Tixr sells tickets to exclusive concerts like a Tyga performance at a night club in Arizona, general in-person festivals like ComplexCon, and partners with local vendors like The Acura Grand Prix of Long Beach to sell tickets to the races. Plus, Davari said it’s equipped to handle high-demand, so customers aren’t spending hours waiting in digital queues.

Like Token, Tixr has also found success with a rewards program — in the form of fan marketing.

“There's nothing more powerful in the core of any event, brand, any live entertainment, [than] the community behind it,” Davari said. “So we build technology to empower those fans and to reward them for bringing their friends and spreading the word.”

Basically, if a user gets a friend to purchase tickets to an event, then the original user gets rewarded in the form of discounts or upgrades.

Coupled with their platforms’ ability to handle high-demand events, both Jones and Davari believe their platforms have what it takes to take on Ticketmaster.
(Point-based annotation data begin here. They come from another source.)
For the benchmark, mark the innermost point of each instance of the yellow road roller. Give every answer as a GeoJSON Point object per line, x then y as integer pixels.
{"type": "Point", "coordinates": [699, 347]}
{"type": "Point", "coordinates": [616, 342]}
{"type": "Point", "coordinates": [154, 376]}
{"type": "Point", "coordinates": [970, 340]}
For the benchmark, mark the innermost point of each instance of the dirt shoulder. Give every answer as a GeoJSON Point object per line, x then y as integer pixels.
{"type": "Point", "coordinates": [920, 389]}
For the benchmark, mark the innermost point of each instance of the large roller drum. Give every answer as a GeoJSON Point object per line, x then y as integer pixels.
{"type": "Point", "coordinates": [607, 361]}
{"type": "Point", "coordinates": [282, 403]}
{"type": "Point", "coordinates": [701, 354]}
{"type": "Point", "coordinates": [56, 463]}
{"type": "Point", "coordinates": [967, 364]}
Expansion into the metaverse, they think, will also help even the playing field.

“So imagine you can't go to Taylor Swift,” Jones said. “What if you could purchase an exclusive to actually go to that exact same show over the metaverse? An artist’s whole world can expand past the stage itself.”

With the way ticketing for events works now, obviously not everyone always gets the exact price, venue or date they want. There are “winners and losers.” Jones’s hope is that by expanding beyond in-person events, there can be more winners.

“If there’s 100,000 people who want to go to one show and there's 37,000 seats, 70,000 are out,” he said. “You can't fight that. But what we can do is start to give them other opportunities to do things in a different way and actually still participate.”

Jones and Davari both teased that their platforms have some exciting developments in the works, but for now both Token and Tixr are set on making their own space within the industry.

“We simply want to advance this industry and make it more efficient and more pleasurable for fans to buy,” Davari said. “That's it.”